Acórdão do Tribunal da Relação de Lisboa
Processo:
1855/13.4PULSB.L1-9
Relator: ALMEIDA CABRAL
Descritores: PROIBIÇÃO DE CONDUZIR VEÍCULO MOTORIZADO
PENA ACESSÓRIA
SUSPENSÃO PROVISÓRIA DO PROCESSO
Nº do Documento: RL
Data do Acordão: 04/21/2016
Votação: UNANIMIDADE
Texto Integral: S
Meio Processual: RECURSO PENAL
Decisão: PROVIMENTO
Sumário: I - A proibição de conduzir veículos motorizados assume a natureza de verdadeira pena acessória, pois que indissoluvelmente ligada ao facto praticado e à culpa do agente, desempenha uma função adjuvante da pena principal, reforçando e diversificando o conteúdo sancionatório da condenação

II - A medida de inibição, dentro da moldura geral abstracta, obedece aos mesmos critérios legais de fixação da medida concreta da pena, isto é, relevando-se a culpa e a prevenção e ponderando-se as circunstâncias enunciadas no n.º 2 do art.º 71.º do Cód. Penal

III - A proibição de conduzir veículos com motor é, inequivocamente, uma verdadeira pena, de execução efectiva, de tal modo que até nos casos de suspensão provisória do processo a mesma haverá de ser imposta, necessariamente

IV - Imposta e cumprida pelo arguido esta pena de proibição de conduzir, não pode a mesma, em qualquer circunstância, ser repetida, sob pena de se violar o princípio ne bis in idem

Decisão Texto Parcial:
Decisão Texto Integral: Acordam, em conferência, os Juízes da 9.ª Secção do Tribunal da Relação de Lisboa:


1 – Na Secção de Pequena Criminalidade da Instância Local de Lisboa, Juiz 5, Processo Abreviado n.º 1855/13.4PULSB, onde é arguido/recorrente P..., propôs o Ministério Público a Suspensão Provisória do Processo mediante o cumprimento das seguintes injunções: “não condução de veículos com motor durante quatro meses e cinco dias” e “prestação de 85 horas de trabalho socialmente útil”.
Havendo o arguido aceite as imposições em causa, logo o mesmo entregou na Esquadra da PSP, no dia 28/02/2014, a respectiva carta de condução.
Porém, não havendo o arguido cumprido a outra injunção, decidiu o Ministério Público revogar a suspensão provisória do processo e deduzir a respectiva acusação, pela prática de um crime de condução de veículo em estado de embriaguez, p. p. nos termos dos artºs. 292.º, n.º 1 e 69.º, n.º 1, al. a), do Cód. Penal. 
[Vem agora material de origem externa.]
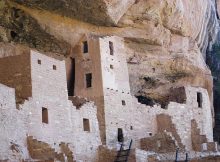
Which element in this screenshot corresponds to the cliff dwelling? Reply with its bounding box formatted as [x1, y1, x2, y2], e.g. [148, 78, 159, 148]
[0, 0, 220, 162]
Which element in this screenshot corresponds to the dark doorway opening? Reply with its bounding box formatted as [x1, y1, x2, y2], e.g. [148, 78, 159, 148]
[42, 107, 48, 124]
[197, 92, 202, 108]
[118, 128, 124, 142]
[86, 73, 92, 88]
[83, 41, 89, 53]
[67, 58, 75, 96]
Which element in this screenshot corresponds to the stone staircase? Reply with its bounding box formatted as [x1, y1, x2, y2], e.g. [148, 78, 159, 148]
[27, 136, 74, 162]
[191, 120, 218, 152]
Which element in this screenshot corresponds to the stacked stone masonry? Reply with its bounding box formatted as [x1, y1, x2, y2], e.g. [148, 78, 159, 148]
[0, 35, 217, 162]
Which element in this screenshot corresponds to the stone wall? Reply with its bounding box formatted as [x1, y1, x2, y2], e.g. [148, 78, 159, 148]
[0, 51, 101, 161]
[0, 53, 32, 104]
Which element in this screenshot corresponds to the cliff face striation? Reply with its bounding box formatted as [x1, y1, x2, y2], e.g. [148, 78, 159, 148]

Efectuado o respectivo julgamento, veio o arguido a ser condenado pela prática do imputado crime, sendo uma das penas impostas a de proibição de conduzir veículos com motor por um período de três meses, pena esta que o tribunal “a quo” não considerou já cumprida, na sequência da efectiva inibição do exercício da condução sofrida no âmbito da suspensão provisória do processo.

Com esta decisão não se conformou o arguido, dela havendo interposto o presente recurso, considerando que o período de inibição do exercício da condução por si já sofrido durante a suspensão provisória do processo haveria de ter sido levado agora em conta.

Da respectiva motivação extraiu as seguintes conclusões:

“(…)

1. No dia 19/10/2013, na Estrada de Benfica em Lisboa, o arguido conduzia o veículo 47-FR-62, tendo do teste de controlo de alcoolemia a que foi submetido resultado uma TAS de 1,54 gr/1.

2. Em 21/10/2013, foi determinada pelo Ministério Público a suspensão provisória do processo (adiante SPP) pelo período de 6 meses, com início em 15/02/2014 e termo em 15/08/2014, merecendo a concordância do Meritíssimo Juiz de Instrução Criminal, por se considerarem preenchidos os requisitos plasmados no n.º 1 do artigo 281.º do CPP e a aceitação do arguido.

3. Como condição da suspensão provisória do processo, o arguido aceitou cumprir duas injunções, a saber: i) Prestar serviço de interesse público em conteúdo e nos termos a definir pela DGRSSP de acordo com as suas competências e com uma carga horária total de 85 horas; ii) Abster-se de conduzir veículos automóveis com motor pelo período de 4 meses e 5 dias.

4. O arguido cumpriu a segunda injunção integralmente: entregou a carta de condução em 28/02/2014, tendo-lhe o título sido devolvido em 04/07/2014.

5. O arguido incumpriu a injunção de prestar trabalho socialmente útil num total de 85 horas, pelo que, por despacho de 29/06/2015, o Ministério Público revogou a SPP, com fundamento no incumprimento da mencionada injunção.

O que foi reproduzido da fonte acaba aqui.